My career started when I joined Kodak in the U.K. in 1959, where I was taught to program by Conway Berners-Lee, father of Sir Tim Berners-Lee, the WWW inventor. At that time, we only knew of about 300 stored program computers in the world, although there were probably 300 more in 'secret' places like the military or government.
By 1963, computing in the U.K. surpassed the rest of the world. The British government decided to make the world's most powerful computer: the mighty Atlas, the first computer with an operating system. The manufacturer, Ferranti, couldn't get it to work and asked would-be buyers to send their best programmers to help. Kodak sent me.
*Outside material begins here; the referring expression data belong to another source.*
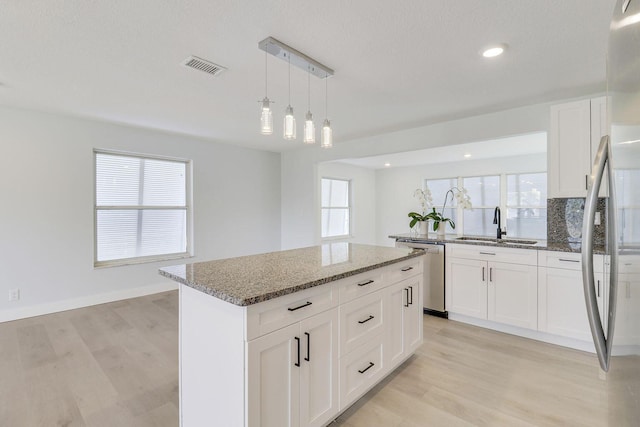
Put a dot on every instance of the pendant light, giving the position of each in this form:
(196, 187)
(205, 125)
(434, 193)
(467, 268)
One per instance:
(309, 127)
(327, 133)
(266, 117)
(289, 120)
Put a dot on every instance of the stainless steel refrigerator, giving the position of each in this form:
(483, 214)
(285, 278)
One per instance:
(617, 335)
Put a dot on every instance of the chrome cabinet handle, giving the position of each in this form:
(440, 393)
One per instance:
(366, 320)
(300, 306)
(603, 344)
(308, 358)
(371, 365)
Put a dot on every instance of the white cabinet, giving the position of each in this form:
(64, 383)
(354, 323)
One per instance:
(404, 312)
(503, 292)
(561, 304)
(512, 294)
(574, 136)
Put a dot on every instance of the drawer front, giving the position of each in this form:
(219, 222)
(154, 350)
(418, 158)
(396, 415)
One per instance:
(403, 270)
(268, 316)
(493, 253)
(359, 370)
(360, 321)
(359, 285)
(568, 260)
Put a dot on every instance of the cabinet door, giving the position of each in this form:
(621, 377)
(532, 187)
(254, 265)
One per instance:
(513, 294)
(413, 314)
(395, 340)
(319, 370)
(569, 150)
(466, 287)
(273, 379)
(561, 304)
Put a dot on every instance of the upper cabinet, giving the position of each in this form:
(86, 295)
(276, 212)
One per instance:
(574, 136)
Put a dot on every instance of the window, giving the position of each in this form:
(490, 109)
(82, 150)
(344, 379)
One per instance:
(142, 208)
(484, 192)
(439, 188)
(336, 208)
(527, 205)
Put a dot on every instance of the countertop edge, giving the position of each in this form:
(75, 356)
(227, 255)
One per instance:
(243, 302)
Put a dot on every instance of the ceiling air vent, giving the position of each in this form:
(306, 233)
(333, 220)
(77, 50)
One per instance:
(203, 65)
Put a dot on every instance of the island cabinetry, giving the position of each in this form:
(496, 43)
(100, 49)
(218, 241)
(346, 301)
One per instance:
(561, 309)
(493, 283)
(293, 374)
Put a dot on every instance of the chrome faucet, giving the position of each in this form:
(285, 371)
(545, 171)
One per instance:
(496, 220)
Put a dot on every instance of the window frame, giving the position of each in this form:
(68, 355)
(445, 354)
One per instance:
(188, 208)
(349, 209)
The sales price was about £UK 3 million (about $150 million USD today). The sales manager told his team if Ferranti sold three Atlases to the Russian government it would solve Russian computer needs to the year 2000. It was the time of MAD (Mutually Assured Destruction), when computers guided nuclear weapons and supported the space race to get a man to the moon. Atlas was less powerful than the MAC I'm using today.
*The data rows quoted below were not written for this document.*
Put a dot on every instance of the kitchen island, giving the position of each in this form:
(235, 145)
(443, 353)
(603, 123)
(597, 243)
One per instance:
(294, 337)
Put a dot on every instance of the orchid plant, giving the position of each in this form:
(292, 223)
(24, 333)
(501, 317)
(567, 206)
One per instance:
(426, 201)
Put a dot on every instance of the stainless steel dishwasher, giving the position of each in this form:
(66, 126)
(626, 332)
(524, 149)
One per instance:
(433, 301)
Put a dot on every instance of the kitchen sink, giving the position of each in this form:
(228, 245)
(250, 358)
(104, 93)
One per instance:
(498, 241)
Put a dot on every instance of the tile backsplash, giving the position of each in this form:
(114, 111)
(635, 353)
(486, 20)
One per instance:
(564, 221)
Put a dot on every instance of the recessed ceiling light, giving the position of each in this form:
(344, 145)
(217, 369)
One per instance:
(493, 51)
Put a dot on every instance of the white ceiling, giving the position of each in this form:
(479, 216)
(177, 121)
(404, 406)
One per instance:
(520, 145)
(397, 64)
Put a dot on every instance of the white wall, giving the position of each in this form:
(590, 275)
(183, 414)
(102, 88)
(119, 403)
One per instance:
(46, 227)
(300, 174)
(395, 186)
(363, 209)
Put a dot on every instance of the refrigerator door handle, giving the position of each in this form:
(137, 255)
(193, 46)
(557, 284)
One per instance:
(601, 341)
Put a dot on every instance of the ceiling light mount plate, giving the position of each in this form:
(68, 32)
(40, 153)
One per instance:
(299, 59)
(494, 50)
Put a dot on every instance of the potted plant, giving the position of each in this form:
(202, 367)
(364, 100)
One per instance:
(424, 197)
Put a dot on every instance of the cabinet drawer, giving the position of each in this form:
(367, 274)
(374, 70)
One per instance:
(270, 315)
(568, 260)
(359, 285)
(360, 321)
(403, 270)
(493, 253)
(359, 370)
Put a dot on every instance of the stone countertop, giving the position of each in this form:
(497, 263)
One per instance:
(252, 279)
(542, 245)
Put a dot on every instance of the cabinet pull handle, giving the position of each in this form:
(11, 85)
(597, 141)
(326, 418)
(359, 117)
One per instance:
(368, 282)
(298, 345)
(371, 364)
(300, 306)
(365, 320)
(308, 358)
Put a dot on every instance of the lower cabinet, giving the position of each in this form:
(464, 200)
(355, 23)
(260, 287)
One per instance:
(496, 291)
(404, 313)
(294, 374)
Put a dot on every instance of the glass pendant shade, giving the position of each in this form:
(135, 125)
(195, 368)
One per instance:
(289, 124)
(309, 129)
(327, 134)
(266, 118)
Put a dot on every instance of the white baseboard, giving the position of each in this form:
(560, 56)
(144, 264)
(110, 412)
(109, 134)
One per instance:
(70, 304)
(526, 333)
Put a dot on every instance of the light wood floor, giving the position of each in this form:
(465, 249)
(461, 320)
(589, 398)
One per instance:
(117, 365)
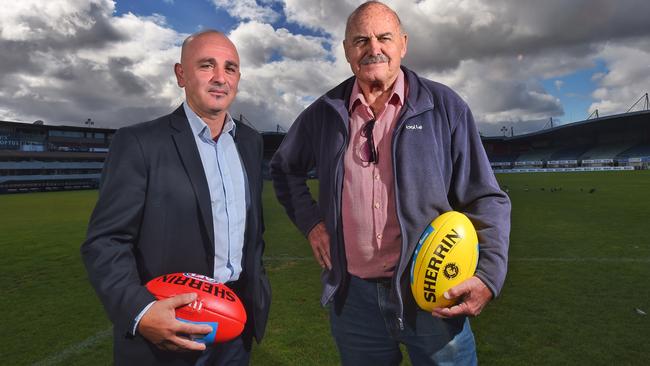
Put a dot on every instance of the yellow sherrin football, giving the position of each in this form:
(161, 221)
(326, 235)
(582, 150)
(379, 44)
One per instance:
(446, 255)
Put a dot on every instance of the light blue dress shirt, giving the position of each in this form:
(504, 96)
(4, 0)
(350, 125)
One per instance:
(227, 183)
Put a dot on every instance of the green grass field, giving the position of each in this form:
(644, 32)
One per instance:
(577, 284)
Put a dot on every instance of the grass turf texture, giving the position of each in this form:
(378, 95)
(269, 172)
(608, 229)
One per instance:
(579, 269)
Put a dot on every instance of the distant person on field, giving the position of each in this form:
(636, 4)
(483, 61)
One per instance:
(182, 193)
(392, 151)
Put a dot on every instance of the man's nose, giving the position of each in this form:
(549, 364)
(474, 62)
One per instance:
(218, 76)
(375, 46)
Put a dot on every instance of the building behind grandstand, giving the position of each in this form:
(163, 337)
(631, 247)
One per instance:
(38, 157)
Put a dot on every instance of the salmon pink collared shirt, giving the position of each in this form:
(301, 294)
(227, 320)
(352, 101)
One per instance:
(371, 230)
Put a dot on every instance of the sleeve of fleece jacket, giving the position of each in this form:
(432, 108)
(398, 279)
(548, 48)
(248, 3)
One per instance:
(289, 167)
(475, 191)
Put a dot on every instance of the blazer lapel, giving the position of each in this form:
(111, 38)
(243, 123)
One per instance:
(189, 154)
As Special Ambassador for Univac, Grace Hopper, the inventor of COBOL (the most widely used programming language in the 1960s to 1980s), toured the world giving lectures about the industry. I had the pleasure of escorting her to various British Computer Society functions whenever she visited the U.K.
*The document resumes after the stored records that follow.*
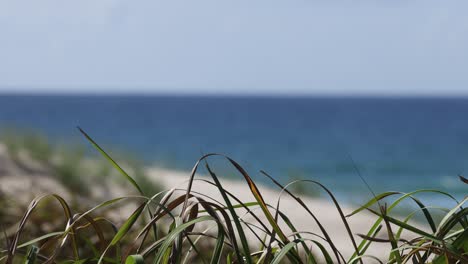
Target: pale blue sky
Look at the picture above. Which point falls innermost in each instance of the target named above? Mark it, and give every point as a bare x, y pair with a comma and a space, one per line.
240, 46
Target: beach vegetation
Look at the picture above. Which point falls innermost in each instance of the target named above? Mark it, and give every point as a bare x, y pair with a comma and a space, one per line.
166, 227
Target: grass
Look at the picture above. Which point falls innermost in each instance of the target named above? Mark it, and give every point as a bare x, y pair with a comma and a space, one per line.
191, 228
67, 163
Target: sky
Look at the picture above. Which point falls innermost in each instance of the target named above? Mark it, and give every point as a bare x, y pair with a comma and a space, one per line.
296, 47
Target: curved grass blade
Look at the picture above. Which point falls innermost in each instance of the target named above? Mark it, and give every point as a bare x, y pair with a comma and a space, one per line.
124, 229
284, 251
32, 255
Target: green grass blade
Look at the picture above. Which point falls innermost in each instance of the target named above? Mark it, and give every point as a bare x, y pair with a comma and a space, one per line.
135, 259
122, 171
284, 251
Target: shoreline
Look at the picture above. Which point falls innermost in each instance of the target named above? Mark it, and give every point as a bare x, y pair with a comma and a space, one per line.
322, 208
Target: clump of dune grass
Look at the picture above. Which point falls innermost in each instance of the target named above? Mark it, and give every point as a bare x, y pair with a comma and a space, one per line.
165, 228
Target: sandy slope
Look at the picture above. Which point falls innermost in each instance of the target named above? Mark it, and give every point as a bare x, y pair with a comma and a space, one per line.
324, 210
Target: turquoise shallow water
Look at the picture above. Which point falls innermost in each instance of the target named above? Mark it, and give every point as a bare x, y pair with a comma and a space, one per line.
396, 143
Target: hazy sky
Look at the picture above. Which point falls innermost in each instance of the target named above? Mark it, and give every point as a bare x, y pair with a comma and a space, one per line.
239, 46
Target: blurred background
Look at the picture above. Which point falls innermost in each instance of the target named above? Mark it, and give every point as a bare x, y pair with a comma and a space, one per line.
321, 90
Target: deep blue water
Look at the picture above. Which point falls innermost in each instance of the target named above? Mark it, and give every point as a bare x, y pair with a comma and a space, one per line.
396, 143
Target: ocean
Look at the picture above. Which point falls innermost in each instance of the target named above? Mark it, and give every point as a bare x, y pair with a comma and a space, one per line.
399, 144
After a dinner in 1973, she asked if we would like to see the new computer Univac had loaned her. She dived into her handbag and brought out an object the size of a cigarette packet. We all stared, amazed, as she opened the box and picked up an even smaller object. Grace proceeded to tell us the impossibly small computer had a 64-kilobyte COBOL complier. We wanted to see it in action, so someone brought over a teletype with a printer, and from the side of the device Grace pulled out a fine cable the width of a human hair and a transformer with an adaptor for the fine cable to plug into as the power supply.
The group watched as Grace ran a simple COBOL program. We didn't know it then, but we had just witnessed an early silicon chip-based computer. In Grace's opinion, the mainframe was dead and would be replaced by 'multitudes of minicomputers' that would be linked by telephone lines, all working together. It was quite possible she had seen a demonstration of the U.S. Department of Defense's ARPANET, the precursor of the Internet.
In 1974, I moved to Australia. I was the only woman executive at AMP, the largest company in terms of assets. Part of my job was to buy all the hardware. Computers still used core memory, which was sensitive to heat fluctuations. Our Univac salesman told me there was a new type of memory called Metal Oxide on Silica (MOS), which was not affected by heat fluctuations. It cost $1.5 million a megabyte. My boss was flummoxed, not only by the price but also by the size of the memory saying we already had two of the largest computers in the southern hemisphere, each with half a megabyte. I explained the system we were developing was to run real-time database systems, and more memory would be a distinct advantage. I was told if I could get the salesman to bring the cost down to $1 million, we would buy it.
I wish I saved the invoice because it would be of great historical and hysterical value now. Today we refer to MOS memory as computer chips and a megabyte costs a fraction of a cent. Although manufacturing processes for chips have changed considerably, they are not very different from that first megabyte I bought for AMP in the mid 1970s.
And so it goes. Always new things to learn, always tremendous increases in technology accompanied by drop in costs. Always exciting new applications.
It's a wonderful career, especially for women. Come and join us.